# The Widow Colony Premiers In UK



## Admin (Sep 17, 2009)

*The Widow Colony – India’s Unsettled Settlement*, takes an in-depth look into the lives of the widows of the Sikh men who were killed in the anti-Sikh massacre of November, 1984.

*[**Screenings Time Schedule at the End of This message**]
*
 Director *Harpreet Kaur*, explores the suffering of these women, their battle for justice and their struggle for survival in India. The widows express serious doubt in India’s judicial system based on the fact that over 4,000 Sikhs were killed in the capital city alone and 25 years and 11 investigations later, the Government has still not been able to deliver justice.

View attachment 743

The award-winning documentary "_The Widow Colony_" focuses on the incalculable loss of human life in the span of just three days. A conservative estimate puts the total number of Sikh men dead around 4,000, leaving behind over 1,300 widows and thousands of children fatherless. Despite all the evidence and eye witness testimonies justice has been denied to these victims for over two decades. Described by critics as the "most affecting" documentary to come out of India since _Born into Brothels_.

"_The Widow Colony — India's Unsettled Settlement"_, borrows its name from the settlement in Tilak Vihar, on the west-side of New Delhi, which is locally called the Widow Colony or Vidhva Colony. The film takes the viewer to the streets of Trilokpuri, Kalyanpuri, Himatpuri, Sultanpuri and Mongolpuri, the same localities that suffered the major brunt of the Sikh killings in November of 1984.

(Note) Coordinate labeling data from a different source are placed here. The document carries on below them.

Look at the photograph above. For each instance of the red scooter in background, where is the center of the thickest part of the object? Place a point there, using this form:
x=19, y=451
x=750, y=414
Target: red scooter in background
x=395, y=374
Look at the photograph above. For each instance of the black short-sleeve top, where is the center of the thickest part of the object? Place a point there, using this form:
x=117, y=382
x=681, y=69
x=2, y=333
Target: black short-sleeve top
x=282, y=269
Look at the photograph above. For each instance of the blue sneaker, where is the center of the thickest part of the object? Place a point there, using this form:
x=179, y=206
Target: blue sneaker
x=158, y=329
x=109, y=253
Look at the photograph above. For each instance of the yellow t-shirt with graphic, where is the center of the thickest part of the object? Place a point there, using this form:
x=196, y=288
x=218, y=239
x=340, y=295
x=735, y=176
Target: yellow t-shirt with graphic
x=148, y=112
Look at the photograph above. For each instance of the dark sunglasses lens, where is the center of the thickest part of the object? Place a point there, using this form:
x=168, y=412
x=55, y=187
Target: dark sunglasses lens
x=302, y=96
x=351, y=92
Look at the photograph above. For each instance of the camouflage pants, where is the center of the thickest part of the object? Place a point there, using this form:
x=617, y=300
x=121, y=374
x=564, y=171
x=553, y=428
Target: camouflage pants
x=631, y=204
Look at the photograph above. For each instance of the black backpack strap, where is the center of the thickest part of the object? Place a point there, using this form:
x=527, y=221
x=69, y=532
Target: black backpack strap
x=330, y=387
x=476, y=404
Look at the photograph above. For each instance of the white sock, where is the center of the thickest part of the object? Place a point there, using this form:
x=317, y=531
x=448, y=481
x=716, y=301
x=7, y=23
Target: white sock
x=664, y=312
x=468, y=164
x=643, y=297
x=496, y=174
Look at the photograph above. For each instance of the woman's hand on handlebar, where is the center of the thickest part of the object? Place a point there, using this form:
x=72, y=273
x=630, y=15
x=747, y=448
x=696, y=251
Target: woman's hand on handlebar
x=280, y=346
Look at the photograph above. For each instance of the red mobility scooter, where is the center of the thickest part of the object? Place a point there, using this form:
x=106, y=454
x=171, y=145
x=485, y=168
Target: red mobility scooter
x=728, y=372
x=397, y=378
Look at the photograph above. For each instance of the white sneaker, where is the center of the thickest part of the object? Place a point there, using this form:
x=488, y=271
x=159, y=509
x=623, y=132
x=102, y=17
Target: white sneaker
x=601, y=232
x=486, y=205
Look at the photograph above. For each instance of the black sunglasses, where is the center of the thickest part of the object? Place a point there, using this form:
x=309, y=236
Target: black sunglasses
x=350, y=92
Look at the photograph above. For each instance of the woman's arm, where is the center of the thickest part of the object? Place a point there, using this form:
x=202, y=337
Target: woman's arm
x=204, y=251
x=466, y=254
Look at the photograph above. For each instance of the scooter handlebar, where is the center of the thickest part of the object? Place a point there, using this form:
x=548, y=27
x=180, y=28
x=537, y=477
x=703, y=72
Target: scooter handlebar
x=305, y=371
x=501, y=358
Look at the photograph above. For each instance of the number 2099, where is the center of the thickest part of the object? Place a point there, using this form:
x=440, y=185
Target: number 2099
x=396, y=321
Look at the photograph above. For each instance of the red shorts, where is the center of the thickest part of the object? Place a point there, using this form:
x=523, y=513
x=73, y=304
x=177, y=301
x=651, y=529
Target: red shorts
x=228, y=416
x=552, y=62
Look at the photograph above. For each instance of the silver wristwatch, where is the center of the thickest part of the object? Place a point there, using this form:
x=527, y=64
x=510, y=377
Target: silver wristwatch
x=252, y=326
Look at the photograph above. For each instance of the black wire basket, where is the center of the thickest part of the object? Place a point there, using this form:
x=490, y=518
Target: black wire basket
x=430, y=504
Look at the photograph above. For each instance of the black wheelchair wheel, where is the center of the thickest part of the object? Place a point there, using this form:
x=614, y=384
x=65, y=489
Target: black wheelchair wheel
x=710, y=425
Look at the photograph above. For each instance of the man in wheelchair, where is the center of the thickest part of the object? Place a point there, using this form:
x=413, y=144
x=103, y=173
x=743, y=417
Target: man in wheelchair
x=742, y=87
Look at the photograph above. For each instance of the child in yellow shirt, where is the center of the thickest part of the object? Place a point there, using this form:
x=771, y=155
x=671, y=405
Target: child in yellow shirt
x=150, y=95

Director Harpreet Kaur, uses the testimonies of the widows and subject experts, along with images of the killings and destruction that followed after the assassination of Prime Minister Indira Gandhi, to convey the trauma of the widows, their battle for justice and their struggle for survival in India.

View attachment 744View attachment 746

Harpreet Kaur's documentary won the award for *Best Documentary* at the prestigious* Female Eye Film Festival*, held in Toronto. Upon receiving the award Kaur said, "This award proves that the interest for this documentary is not only in South Asian audiences and human rights organizations but it appeals to audiences all over the world.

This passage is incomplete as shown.